Introduzione

Sindrome di Behcet

La malattia, o sindrome, di Behçet è una malattia autoimmune rara e poco nota in cui il sistema immunitario attacca i propri vasi sanguigni (vene e arterie) infiammandoli. Si tratta quindi di una vasculite persistente nel tempo (cronica) che può interessare molti organi. Prende il nome dal dermatologo turco Hulusi Behçet che per primo la descrisse nel 1937.

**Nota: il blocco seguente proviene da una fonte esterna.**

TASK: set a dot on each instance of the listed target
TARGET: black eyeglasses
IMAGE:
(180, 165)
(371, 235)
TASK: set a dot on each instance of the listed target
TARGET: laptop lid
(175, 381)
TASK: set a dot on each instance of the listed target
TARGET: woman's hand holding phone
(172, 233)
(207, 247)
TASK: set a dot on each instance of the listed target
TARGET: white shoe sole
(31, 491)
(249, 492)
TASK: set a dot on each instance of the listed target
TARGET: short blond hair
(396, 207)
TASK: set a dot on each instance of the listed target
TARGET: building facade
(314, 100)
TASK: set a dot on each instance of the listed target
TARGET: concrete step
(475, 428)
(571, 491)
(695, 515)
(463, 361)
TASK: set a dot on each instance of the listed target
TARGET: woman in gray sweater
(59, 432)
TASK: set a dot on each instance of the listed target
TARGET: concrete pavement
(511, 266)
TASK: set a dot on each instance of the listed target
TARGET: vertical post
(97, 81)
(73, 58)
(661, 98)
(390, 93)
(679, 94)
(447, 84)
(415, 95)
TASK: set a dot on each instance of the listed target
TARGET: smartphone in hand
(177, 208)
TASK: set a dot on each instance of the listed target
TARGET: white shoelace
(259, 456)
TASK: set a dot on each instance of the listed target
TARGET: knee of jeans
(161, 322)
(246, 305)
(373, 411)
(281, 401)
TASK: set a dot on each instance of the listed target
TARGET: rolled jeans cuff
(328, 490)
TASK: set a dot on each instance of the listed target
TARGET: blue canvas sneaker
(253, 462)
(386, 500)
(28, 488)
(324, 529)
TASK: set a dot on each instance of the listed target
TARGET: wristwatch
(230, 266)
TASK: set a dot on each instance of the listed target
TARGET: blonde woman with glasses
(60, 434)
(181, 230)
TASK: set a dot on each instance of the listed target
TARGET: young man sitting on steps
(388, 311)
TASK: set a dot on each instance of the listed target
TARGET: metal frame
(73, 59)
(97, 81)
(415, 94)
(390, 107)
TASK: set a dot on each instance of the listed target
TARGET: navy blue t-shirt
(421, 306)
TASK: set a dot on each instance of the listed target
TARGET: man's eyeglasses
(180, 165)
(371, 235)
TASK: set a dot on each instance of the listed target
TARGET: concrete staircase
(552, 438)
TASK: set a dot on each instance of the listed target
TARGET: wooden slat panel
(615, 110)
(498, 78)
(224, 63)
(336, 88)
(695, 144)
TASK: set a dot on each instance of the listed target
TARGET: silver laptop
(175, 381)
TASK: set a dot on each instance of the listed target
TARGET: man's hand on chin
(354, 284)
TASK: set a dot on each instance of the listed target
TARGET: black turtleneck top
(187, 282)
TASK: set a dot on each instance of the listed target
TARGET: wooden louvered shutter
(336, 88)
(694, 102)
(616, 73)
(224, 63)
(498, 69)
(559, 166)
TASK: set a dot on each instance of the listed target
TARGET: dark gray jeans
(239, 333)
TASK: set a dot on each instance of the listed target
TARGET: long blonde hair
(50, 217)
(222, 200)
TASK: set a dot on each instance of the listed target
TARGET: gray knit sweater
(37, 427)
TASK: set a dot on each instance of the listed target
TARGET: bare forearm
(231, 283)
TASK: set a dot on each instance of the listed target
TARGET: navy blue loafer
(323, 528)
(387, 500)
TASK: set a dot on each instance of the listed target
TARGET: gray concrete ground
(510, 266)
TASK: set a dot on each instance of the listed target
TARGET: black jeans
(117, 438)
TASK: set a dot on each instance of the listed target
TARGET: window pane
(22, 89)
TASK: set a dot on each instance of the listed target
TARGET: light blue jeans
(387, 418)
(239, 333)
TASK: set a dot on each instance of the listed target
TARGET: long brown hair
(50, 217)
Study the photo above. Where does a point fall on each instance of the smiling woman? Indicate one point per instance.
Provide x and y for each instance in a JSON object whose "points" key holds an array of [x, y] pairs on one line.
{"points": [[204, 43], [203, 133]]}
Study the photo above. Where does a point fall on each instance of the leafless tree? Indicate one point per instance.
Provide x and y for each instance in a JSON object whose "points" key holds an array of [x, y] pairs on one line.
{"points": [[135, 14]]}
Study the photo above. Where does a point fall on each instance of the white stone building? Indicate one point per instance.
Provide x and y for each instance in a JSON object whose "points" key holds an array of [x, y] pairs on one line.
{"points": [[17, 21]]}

Diagnosticare la sindrome di Behçet può essere difficile perché i sintomi sono generici e comuni anche ad altre malattie. I principali includono:

  • piccole ferite (afte) in bocca e sui genitali
  • infiammazione dello strato vascolare dell’occhio (uveite posteriore o panuveite)
  • eruzioni cutanee, simili all'acne
  • mal di testa
  • dolore, rigidità e gonfiore delle articolazioni

La maggior parte delle persone alterna periodi in cui i disturbi (sintomi) sono più gravi (riacutizzazioni o recidive) ad altri in cui scompaiono del tutto (remissione).

La sindrome di Behçet può evolvere in maniera estremamente grave ma nel corso del tempo alcuni disturbi possono stabilizzarsi e diventare meno fastidiosi.

È più frequentemente distribuita nel bacino del mediterraneo e colpisce soprattutto maschi giovani nei Paesi medio-orientali mentre nei paesi occidentali la frequenza è tra i sessi è simile con una lieve predominanza femminile.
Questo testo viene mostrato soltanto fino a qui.